QUOTE(wanttotree @ Mar 28 2022, 10:42 PM)
I dont really mind whether or not you are a fanboy, the whole point of these tutorials are helping out the community rather than proving a point from a singular point of view. I definitely not gonna side on any party who made a bias comparison.
Like i said earlier, you will be better off venting somewhere else, which is much more appropriate. Traffic generator in my opinion is useful for a somewhat narrow group of people who actually can make use of the data. In our case, it would be a normal user - enthusiasts level, the scope is rather simplistic and straight forward. All these ssh are mostly copy and paste for the majority user and i dont think i mind it at all.
Just a side note, i didnt refer any edgerouters as a debian server. I literally meant debian server on low power x86 and setup the rest so it would work as a router. Thats why i mentioned it would need its own tutorial to setup.
Anyway i hope u find your channel somewhere. Unless you are working on something interesting and needed some insight, i am more than happy to give me opinion.
nah i have a place to vent about ubiquiti. There are some good and bad things and they are not useful everywhere. The issue i have with ubiquiti are
- lacking in network configuration
- lack of community support
- lack of information and proper supplier support
- wrong customer target (they try to target the professional/enterprise user promoting themselves as a cisco alternative but from what i find they fail here too.
- vendor lock in for some of their products
That said they aren't a total loss.
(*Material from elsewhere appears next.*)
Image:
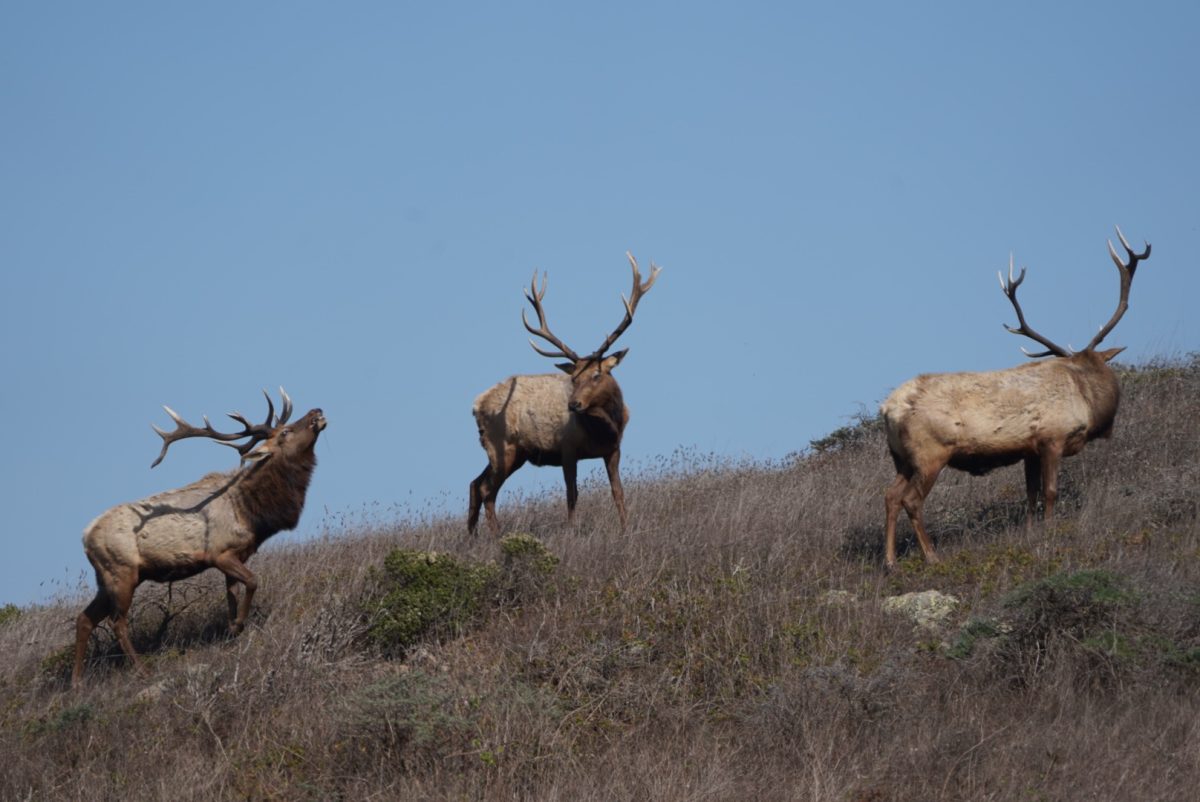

Their wifi is good if you want basic functionality and good signal. I do question the use of an edgerouter, i mean i do like having different interesting architectures to work with. The TILERA TILE isn't far from MIPS though it is more capable at running software, comparing from the MIPS that ubiquiti uses, but to me edgerouters have always been a jack of all trades, master of none. They are more useful as a combined router/debian server. For instance why not make a tutorial on setting up nginx proxy cache for web browsing on one that is also a router? Could be very useful for those that use mobile internet. Make sure to have usb storage for this as well.
The only problem is, the use cases i get asked, its extremely rare such use case would be better off with a ubiquiti device. For instance if you wanted a good firewall fortigate has some, but if poor the answer is a linux server, if you wanted the best internet load balancer peplink is the answer, with mikrotik second for the poorer users (not as perfect as peplink). I see mikrotik used a lot by ISPs and coreISPs in their datacenters (i did even work for a coreISP as well and it was fun having the same router as my ISP before (not in malaysia) as their edge router). To me ubiquiti naming is off because mikrotik CCRs make better edgerouters than ubiquiti edgerouters while for core routing CCRs are not used if bgp is needed but i believe for OSPF it is used. Feature level is the reason why cisco is still used for bgp rather than ubiquiti or mikrotik.
I'm just letting you know the details on what to cover for ubiquiti for your tutorials as to what their strengths are rather than their weaknesses.